FRMT, which stands for “Few-Shot Region-Aware Machine Translation”, is a benchmark dataset created by the Google Research team to evaluate the capacity of machine translation (MT) systems to translate between different regional language varieties using only a small amount of labeled examples.

Few-shot learning is a type of machine learning that involves training a model on a small amount of data.

Because of the important differences in vocabulary and grammar between different language dialects, current MT systems often produce confusing and unnatural translations, since they do not take into account the specific regional variety being used.

The FRMT benchmark aims to promote the development of MT systems that can accurately handle the different regional language varieties.

*FRMT requires a MT model to adapt its output to every specific region*

The model and test results

The FRMT dataset comprises a training set and a testing set, each containing examples of two language pairs – Brazilian and European Portuguese, and Mainland and Taiwan Mandarin Chinese.

FRMT aims to identify linguistic variations that are specific to certain regions.

In order to achieve this goal, the dataset is divided into three categories (lexical, entity, random), each consisting of human translations of sentences taken from various English Wikipedia articles.

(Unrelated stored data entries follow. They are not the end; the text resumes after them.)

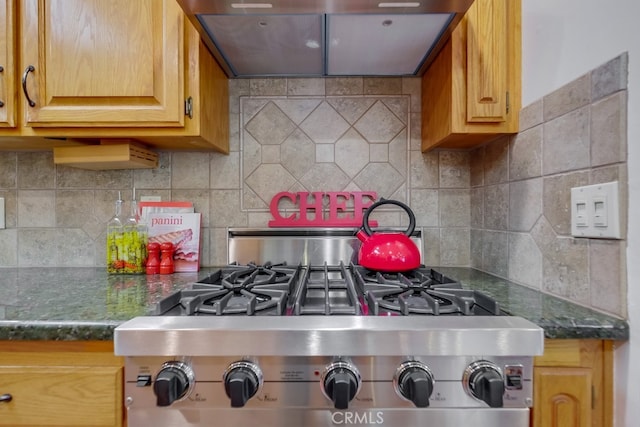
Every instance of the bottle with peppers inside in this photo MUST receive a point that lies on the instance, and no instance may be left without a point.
(126, 241)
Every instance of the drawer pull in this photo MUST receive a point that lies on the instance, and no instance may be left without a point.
(28, 70)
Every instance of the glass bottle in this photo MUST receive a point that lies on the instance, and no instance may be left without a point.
(135, 238)
(115, 244)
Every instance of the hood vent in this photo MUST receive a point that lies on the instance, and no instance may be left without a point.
(312, 38)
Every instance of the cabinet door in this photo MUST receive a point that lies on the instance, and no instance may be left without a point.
(487, 61)
(7, 53)
(562, 397)
(102, 62)
(61, 396)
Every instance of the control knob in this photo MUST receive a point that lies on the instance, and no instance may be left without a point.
(484, 381)
(174, 382)
(414, 382)
(340, 383)
(242, 380)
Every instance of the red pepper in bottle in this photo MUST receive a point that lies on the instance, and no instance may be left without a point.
(153, 263)
(166, 263)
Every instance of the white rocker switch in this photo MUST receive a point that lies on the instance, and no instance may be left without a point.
(600, 211)
(581, 214)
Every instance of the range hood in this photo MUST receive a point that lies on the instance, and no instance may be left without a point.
(312, 38)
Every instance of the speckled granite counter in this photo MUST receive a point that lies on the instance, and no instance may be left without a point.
(87, 303)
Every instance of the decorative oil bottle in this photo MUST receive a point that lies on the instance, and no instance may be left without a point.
(115, 244)
(136, 236)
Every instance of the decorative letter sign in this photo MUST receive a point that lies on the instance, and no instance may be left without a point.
(344, 209)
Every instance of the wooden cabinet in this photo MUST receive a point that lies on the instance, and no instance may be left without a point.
(471, 93)
(92, 70)
(573, 384)
(75, 384)
(7, 55)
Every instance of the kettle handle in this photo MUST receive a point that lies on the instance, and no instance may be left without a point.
(407, 209)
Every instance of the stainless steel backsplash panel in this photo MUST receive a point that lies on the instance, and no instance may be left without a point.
(295, 246)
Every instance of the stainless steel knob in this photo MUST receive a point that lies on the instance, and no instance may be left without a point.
(242, 380)
(174, 382)
(341, 382)
(484, 381)
(414, 381)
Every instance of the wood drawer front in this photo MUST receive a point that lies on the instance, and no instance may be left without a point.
(563, 397)
(61, 396)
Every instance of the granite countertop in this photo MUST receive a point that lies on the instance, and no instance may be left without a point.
(87, 303)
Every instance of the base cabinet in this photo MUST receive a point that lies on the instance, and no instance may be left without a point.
(572, 384)
(58, 384)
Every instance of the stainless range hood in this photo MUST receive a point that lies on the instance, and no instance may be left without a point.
(311, 38)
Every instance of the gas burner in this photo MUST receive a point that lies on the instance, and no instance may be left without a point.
(420, 292)
(236, 290)
(326, 290)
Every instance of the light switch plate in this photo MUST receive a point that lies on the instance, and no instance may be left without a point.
(595, 211)
(2, 221)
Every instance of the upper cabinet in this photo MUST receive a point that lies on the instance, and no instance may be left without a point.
(471, 93)
(7, 54)
(91, 62)
(91, 70)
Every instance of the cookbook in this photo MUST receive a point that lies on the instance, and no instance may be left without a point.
(181, 229)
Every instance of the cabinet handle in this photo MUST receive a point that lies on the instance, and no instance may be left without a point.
(29, 69)
(1, 103)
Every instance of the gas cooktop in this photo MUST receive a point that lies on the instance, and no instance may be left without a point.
(283, 290)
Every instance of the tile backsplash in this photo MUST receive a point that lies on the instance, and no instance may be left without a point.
(328, 134)
(520, 192)
(502, 208)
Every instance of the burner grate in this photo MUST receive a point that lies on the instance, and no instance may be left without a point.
(422, 291)
(236, 290)
(327, 290)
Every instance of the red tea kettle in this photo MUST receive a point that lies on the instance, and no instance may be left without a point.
(385, 250)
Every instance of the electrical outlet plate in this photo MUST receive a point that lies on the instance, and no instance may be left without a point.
(595, 211)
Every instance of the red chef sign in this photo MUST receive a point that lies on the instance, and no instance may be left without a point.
(321, 209)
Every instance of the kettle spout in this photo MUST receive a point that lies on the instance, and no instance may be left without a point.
(362, 235)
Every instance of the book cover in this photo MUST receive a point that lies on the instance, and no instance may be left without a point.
(181, 229)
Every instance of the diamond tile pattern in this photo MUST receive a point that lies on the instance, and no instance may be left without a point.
(270, 125)
(379, 124)
(343, 126)
(318, 128)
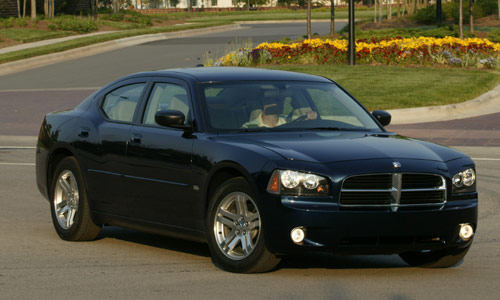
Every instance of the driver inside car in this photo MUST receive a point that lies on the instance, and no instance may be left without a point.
(268, 116)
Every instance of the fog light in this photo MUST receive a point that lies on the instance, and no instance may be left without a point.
(466, 232)
(298, 234)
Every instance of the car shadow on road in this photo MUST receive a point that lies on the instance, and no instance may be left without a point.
(154, 240)
(332, 261)
(306, 261)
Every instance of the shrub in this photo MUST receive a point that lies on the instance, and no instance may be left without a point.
(7, 23)
(72, 23)
(135, 17)
(494, 35)
(21, 22)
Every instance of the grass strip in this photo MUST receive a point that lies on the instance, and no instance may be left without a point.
(85, 41)
(27, 35)
(390, 87)
(298, 15)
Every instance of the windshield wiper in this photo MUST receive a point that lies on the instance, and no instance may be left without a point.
(335, 129)
(249, 130)
(325, 128)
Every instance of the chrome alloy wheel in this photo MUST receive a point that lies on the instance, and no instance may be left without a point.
(237, 225)
(66, 199)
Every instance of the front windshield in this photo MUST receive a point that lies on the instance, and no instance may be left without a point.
(255, 106)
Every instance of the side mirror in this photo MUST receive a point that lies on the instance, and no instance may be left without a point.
(171, 118)
(382, 116)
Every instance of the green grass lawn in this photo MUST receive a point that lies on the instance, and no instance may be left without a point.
(26, 35)
(389, 87)
(284, 15)
(90, 40)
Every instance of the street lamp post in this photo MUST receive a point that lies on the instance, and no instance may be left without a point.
(352, 40)
(439, 13)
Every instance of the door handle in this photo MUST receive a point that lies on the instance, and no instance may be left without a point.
(84, 132)
(136, 138)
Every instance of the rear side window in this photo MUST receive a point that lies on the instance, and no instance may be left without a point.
(120, 104)
(166, 96)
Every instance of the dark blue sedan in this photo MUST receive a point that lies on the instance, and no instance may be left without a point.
(259, 164)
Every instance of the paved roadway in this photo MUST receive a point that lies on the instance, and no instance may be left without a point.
(125, 264)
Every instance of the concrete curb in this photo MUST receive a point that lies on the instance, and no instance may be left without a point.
(487, 103)
(40, 61)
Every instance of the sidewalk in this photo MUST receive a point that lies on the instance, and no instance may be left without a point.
(43, 60)
(49, 42)
(488, 103)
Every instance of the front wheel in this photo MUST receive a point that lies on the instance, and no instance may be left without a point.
(234, 230)
(69, 206)
(435, 259)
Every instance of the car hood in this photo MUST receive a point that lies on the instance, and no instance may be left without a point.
(327, 147)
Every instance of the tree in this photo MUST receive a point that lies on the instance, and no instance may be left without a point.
(332, 18)
(33, 9)
(116, 6)
(309, 19)
(48, 8)
(471, 16)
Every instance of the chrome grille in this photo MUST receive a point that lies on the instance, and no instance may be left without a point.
(393, 190)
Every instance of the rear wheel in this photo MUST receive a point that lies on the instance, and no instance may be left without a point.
(435, 259)
(235, 236)
(69, 207)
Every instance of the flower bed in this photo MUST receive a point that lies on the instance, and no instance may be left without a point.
(472, 52)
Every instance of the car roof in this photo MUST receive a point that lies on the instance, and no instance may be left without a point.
(218, 74)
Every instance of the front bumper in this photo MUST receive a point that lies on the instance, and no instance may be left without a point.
(367, 232)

Additionally, the dataset includes a series of labeled examples for each regional variety of the language pairs. The labeled examples are available in two sets:

the few-shot set with 100 labeled examples for each regional variety of each language pair
the full-shot set containing all the available labeled examples for each regional variety

The research team used FRMT to evaluate a handful of new and existing academic MT models that claim capacity for generating controllable region-specific translations with only a small amount of training data. While some of them, like PaLM, show impressive few-shot region control, the evaluated models do not perform as well as humans, especially in Mandarin.

Conclusion, future research

The FRMT dataset addresses a key challenge in MT: the ability to accurately translate text into regional variants of a language, using a small amount of data.

This is particularly important because language variation can significantly impact the accuracy of MT systems, especially for languages like Chinese and Portuguese, which have significant regional variations.

A desirable objective in the coming future would be to have language generation systems, particularly MT, that can assist the language varieties spoken worldwide.